Tuesday, March 11, 2008

It’s for our own good

There was an explosion last Thursday at a Times Square military recruitment center.

An explosive device caused minor damage to an empty military recruiting station in Times Square early Thursday, shaking guests in hotel rooms high above.

The recruiting station, located on a traffic island surrounded by Broadway theaters and chain restaurants, has occasionally been the site of anti-war demonstrations, ranging from silent vigils to loud rallies.

The Department of Homeland Security is looking into it. If it was terrorists, it was probably the home-grown kind.

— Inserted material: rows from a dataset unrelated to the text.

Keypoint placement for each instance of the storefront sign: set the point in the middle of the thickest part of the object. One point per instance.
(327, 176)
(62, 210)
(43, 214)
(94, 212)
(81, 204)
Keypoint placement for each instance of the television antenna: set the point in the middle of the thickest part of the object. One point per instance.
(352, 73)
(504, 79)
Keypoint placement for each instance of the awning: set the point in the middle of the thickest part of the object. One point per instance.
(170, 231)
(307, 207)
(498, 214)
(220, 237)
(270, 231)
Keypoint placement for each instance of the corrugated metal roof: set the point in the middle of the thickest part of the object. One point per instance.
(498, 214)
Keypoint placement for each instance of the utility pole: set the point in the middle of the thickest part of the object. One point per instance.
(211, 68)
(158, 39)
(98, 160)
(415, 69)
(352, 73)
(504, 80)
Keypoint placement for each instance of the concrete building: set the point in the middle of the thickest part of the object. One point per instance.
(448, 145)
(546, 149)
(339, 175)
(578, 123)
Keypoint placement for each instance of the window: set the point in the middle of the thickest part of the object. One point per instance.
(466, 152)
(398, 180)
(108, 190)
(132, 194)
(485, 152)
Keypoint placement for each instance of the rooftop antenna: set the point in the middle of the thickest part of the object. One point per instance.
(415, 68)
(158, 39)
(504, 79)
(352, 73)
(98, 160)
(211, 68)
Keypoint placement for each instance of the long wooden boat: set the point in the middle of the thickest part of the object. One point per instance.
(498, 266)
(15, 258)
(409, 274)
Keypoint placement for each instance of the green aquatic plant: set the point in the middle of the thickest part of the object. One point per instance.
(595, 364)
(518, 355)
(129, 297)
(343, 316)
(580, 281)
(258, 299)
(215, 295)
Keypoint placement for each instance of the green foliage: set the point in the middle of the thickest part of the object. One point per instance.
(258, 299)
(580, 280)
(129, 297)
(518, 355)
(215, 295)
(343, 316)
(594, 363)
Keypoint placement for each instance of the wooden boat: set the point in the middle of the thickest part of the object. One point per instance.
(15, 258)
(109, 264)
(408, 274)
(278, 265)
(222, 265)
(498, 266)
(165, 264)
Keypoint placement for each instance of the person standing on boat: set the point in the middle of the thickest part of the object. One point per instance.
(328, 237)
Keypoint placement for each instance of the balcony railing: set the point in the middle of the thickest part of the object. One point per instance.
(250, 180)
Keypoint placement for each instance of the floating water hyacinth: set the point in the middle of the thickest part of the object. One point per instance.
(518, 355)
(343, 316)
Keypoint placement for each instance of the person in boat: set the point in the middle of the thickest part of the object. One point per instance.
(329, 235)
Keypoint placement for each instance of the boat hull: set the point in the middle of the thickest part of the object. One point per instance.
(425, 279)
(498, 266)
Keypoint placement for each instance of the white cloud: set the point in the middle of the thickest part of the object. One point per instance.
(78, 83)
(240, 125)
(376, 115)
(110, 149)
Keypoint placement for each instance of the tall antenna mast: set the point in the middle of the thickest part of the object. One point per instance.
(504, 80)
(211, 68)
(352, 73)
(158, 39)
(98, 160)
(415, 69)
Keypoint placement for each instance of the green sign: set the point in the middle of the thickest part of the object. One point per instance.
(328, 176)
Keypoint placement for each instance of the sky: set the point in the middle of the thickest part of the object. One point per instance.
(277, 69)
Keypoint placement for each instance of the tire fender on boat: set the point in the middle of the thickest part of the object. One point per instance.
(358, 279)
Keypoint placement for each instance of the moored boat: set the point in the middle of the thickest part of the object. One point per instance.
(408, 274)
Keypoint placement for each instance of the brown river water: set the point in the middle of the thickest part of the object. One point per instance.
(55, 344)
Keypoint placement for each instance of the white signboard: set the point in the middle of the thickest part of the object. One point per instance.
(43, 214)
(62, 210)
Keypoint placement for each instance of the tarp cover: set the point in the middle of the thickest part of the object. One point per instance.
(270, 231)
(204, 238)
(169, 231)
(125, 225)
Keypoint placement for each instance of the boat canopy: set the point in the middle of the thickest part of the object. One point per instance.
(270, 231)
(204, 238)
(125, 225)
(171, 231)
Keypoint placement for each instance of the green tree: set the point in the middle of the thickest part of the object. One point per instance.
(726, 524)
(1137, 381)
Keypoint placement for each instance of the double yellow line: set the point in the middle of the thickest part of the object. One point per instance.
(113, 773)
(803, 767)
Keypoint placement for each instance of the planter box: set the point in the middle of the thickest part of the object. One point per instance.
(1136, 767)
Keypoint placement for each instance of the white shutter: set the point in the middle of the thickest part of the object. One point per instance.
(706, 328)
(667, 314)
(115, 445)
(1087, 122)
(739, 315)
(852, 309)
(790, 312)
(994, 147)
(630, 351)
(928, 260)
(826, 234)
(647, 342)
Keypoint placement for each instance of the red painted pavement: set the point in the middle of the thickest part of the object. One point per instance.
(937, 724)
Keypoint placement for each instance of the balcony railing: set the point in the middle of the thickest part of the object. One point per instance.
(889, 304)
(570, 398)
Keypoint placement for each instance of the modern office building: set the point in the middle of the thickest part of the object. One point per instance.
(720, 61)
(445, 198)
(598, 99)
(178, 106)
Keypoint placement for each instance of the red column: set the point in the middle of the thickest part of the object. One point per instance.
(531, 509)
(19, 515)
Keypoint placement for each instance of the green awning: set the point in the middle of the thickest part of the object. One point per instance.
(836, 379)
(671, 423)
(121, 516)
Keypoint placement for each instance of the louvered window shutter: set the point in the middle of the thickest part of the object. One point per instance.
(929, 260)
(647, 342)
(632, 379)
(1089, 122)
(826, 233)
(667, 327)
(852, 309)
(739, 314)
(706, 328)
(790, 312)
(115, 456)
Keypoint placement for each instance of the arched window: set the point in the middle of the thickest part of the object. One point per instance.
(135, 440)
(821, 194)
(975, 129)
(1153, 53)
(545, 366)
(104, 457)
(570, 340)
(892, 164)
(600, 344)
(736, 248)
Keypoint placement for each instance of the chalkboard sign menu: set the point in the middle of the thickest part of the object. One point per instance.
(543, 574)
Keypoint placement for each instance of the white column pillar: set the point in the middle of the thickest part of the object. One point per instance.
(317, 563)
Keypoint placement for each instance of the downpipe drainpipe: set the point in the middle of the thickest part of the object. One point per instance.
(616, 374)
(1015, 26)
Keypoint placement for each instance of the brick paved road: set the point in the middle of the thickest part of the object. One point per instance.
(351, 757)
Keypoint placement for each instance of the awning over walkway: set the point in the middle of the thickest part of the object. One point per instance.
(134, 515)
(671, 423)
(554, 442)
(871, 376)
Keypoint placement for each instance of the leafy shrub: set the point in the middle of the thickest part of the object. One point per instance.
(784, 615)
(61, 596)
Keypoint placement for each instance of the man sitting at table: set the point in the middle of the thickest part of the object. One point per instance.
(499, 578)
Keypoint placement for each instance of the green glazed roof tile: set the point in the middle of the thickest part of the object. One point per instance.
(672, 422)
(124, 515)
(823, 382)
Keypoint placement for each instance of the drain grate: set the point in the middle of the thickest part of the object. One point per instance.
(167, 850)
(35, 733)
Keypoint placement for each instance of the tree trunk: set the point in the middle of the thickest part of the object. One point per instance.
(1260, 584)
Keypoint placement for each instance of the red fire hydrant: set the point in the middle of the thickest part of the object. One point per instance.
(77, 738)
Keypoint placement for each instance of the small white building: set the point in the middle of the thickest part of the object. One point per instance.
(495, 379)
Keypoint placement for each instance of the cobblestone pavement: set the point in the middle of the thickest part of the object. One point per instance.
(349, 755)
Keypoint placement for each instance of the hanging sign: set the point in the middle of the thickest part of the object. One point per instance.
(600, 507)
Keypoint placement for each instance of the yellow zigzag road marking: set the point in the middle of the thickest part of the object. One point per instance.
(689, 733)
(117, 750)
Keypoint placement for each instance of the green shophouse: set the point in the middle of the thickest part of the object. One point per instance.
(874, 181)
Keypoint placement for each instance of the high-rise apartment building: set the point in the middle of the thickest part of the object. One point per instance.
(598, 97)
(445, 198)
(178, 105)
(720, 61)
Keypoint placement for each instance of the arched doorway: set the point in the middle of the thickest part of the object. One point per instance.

Anti-war protestors have been targeting recruitment centers, usually with picketing and vandalism. Berkeley has received its share of bad press for telling the Marines their recruitment center wasn't welcome there and seeking to pass legislation that would make recruitment centers harder to open within their city limits than porn shops. The mayor of Toledo, Ohio got a lot of flack for denying the Marines permission to conduct military exercises within the city.

I could write about the immorality of using terrorism to advance any cause. I could mention that the ends do not justify the means. I could opine that violence and destruction are never the answer. But most people know that.

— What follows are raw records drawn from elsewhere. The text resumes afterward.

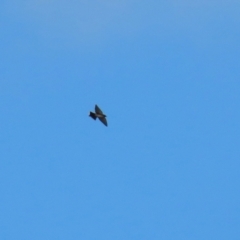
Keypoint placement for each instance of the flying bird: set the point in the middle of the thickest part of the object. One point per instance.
(98, 114)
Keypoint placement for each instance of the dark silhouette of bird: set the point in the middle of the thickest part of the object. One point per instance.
(98, 114)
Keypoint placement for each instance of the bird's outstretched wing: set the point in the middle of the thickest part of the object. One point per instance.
(103, 120)
(98, 110)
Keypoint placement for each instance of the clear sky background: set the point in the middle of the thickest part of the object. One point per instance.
(167, 75)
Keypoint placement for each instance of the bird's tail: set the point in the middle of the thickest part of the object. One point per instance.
(92, 115)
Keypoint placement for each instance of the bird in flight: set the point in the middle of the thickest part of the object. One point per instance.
(98, 114)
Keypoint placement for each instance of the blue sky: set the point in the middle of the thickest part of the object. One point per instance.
(166, 73)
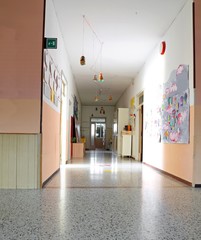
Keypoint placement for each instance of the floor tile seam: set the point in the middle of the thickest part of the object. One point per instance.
(123, 187)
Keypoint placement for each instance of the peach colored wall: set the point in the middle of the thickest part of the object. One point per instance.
(50, 141)
(197, 147)
(20, 63)
(198, 50)
(176, 159)
(19, 116)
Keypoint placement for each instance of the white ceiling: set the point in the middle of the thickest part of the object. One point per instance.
(128, 29)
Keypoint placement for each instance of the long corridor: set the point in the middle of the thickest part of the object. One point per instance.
(103, 197)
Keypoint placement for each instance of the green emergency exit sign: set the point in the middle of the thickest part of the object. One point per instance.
(51, 43)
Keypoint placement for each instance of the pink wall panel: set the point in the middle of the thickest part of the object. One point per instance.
(21, 36)
(198, 50)
(50, 141)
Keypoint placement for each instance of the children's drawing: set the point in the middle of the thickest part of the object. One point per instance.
(175, 107)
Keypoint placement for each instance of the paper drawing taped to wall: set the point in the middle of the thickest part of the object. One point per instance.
(51, 80)
(175, 108)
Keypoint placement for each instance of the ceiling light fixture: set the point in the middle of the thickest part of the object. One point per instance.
(82, 58)
(100, 78)
(95, 77)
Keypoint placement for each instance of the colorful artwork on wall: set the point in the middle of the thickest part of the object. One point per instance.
(152, 111)
(175, 108)
(51, 81)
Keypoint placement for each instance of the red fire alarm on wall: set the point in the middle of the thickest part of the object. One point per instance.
(162, 47)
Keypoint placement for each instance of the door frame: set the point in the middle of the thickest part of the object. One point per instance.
(104, 122)
(140, 98)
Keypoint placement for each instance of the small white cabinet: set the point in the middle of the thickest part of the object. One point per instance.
(126, 145)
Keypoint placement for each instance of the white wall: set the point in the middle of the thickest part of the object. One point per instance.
(156, 71)
(51, 115)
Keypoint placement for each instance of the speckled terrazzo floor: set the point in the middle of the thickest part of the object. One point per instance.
(102, 197)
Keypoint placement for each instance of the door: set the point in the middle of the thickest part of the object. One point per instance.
(140, 152)
(98, 129)
(63, 123)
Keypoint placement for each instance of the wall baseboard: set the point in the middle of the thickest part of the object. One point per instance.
(171, 175)
(50, 177)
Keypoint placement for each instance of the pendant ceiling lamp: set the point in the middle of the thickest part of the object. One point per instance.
(96, 98)
(95, 77)
(110, 98)
(82, 58)
(100, 77)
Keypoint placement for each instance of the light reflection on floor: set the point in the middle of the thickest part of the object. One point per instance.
(104, 169)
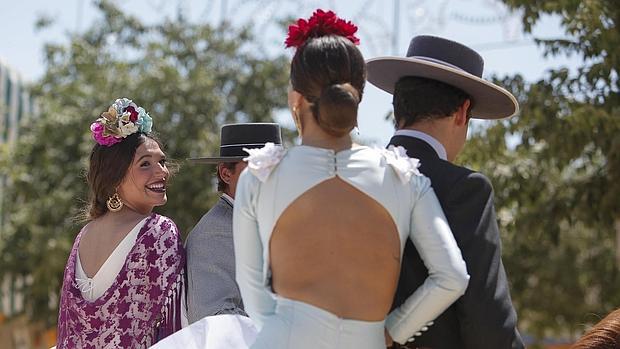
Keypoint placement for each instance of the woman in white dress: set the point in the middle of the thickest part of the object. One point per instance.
(319, 229)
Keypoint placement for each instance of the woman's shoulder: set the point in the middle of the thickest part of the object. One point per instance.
(162, 226)
(262, 161)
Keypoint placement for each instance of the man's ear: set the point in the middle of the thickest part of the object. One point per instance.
(460, 116)
(225, 173)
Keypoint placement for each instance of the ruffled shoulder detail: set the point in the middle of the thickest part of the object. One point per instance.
(262, 161)
(403, 165)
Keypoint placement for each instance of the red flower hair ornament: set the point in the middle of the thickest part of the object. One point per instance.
(320, 24)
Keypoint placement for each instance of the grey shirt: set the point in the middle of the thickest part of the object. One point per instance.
(211, 286)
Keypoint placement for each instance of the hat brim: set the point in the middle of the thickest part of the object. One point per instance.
(491, 101)
(216, 160)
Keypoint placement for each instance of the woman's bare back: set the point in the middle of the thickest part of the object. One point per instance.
(336, 248)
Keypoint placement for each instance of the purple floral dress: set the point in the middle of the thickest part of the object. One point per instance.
(142, 306)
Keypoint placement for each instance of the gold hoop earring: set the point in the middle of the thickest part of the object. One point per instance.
(114, 203)
(297, 121)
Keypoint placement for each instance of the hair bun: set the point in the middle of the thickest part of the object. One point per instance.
(337, 109)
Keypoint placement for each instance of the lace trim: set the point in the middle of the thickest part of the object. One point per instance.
(404, 166)
(262, 161)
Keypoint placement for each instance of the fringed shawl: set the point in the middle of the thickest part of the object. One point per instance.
(142, 306)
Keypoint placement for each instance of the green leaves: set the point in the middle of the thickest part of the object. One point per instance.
(556, 172)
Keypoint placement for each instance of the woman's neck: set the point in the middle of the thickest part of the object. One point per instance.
(323, 140)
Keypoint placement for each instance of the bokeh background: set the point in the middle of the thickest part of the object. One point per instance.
(195, 65)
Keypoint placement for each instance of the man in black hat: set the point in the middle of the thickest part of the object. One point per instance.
(436, 89)
(211, 286)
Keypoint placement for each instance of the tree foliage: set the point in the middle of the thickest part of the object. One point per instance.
(191, 78)
(558, 188)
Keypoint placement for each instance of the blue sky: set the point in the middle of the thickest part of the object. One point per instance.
(485, 25)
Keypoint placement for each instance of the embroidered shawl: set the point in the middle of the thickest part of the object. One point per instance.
(142, 306)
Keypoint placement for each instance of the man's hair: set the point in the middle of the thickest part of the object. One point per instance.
(221, 185)
(417, 99)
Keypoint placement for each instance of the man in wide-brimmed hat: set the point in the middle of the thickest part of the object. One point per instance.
(211, 286)
(437, 88)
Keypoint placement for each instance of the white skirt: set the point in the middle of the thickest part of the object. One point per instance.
(213, 332)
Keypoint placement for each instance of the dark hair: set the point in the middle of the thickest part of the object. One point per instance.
(221, 185)
(417, 99)
(604, 335)
(107, 168)
(330, 73)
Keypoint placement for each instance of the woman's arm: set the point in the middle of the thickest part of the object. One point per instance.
(448, 278)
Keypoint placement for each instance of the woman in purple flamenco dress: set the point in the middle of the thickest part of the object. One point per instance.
(123, 280)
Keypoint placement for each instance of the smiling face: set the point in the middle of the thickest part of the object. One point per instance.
(144, 185)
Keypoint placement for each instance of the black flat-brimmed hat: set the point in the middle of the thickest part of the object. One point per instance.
(235, 137)
(449, 62)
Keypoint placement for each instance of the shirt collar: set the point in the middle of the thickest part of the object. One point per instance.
(432, 141)
(228, 198)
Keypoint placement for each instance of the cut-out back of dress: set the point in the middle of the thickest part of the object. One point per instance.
(281, 195)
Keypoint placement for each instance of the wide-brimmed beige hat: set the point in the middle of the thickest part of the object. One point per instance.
(452, 63)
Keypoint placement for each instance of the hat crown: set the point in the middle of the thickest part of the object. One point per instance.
(250, 133)
(447, 52)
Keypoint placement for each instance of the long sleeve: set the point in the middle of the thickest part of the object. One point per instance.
(249, 251)
(211, 288)
(447, 278)
(486, 316)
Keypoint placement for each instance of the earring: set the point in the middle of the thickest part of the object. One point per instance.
(297, 121)
(114, 203)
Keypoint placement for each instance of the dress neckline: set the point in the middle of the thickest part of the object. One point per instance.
(106, 295)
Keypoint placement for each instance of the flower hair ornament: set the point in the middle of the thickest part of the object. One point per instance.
(122, 119)
(320, 24)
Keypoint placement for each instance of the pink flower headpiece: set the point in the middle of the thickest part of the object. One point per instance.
(122, 119)
(320, 24)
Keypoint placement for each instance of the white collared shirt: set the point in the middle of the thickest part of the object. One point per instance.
(432, 141)
(228, 198)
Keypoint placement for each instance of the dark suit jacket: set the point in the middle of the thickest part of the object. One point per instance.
(484, 316)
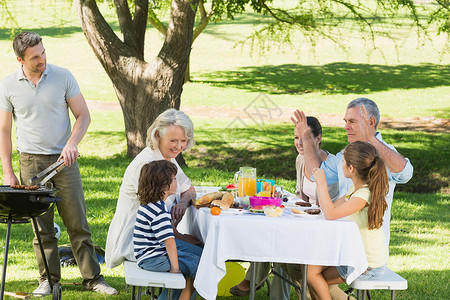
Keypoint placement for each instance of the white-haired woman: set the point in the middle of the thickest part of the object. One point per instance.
(170, 134)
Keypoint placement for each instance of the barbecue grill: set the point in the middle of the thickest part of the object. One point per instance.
(18, 206)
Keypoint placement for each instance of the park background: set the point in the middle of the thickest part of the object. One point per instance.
(408, 77)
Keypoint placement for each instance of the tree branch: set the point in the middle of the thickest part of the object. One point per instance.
(126, 26)
(140, 23)
(155, 22)
(205, 17)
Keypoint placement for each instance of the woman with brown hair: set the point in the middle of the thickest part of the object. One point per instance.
(364, 203)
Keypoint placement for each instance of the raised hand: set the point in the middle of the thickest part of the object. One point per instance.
(300, 123)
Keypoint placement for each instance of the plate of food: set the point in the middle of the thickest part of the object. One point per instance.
(308, 213)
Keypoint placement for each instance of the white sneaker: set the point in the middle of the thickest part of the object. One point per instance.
(103, 288)
(43, 288)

What really gets me, what annoys me to the point I feel compelled to blog about it, is the arrogance and condescension of these leftist, anti-war radicals.

Recruitment centers aren't doing the hard sell. They are there, in major cities, for young people who want to explore the option of a military career. ROTC and military recruiters have already been banned from plenty of college campuses and high schools.

Recruitment centers put posters and info in their windows. Maybe some of the officers linger outside the center. I don't know. We have one downtown in my city, but I haven't really paid attention. I do see men in uniform walking along the street from time to time.

These military personnel are not roaming the street, pulling unwary men and women into their center. Marines and sailors aren't roaming Norfolk, VA and San Francisco, press-ganging people onto ships and bases like the British Royal Navy of the 17th and 18th century.

But Code Pink, the council in Berkely, and other protest groups don't see it that way. They feel they have the right to intimidate both the military and prevent young people from making up their own minds. And therin lies the arrogance.

I've said it here: people are stupid. Not so much low IQ. It's just that most people don't think and most people don't want to think.

But I would never suggest that anyone -- aside from the truly mentally disabled -- be prevented from exercising their free will and free choice.

But a lot of these groups think anyone who doesn't think like them are, to put it crudely, retarded.

They obviously can't think for themselves, they reason. If they could, they wouldn't set foot in a recruitment center. Therefore, we have to prevent them from coming into contact with anything that is evil (evil being anything they disagree with). We have to protect them from themselves.

Arrogance. Pure, unmitigated condescension. And a totalitarian mindset that scares the hell out of me. I hope these people never get into postitions of real power, not more than they have already.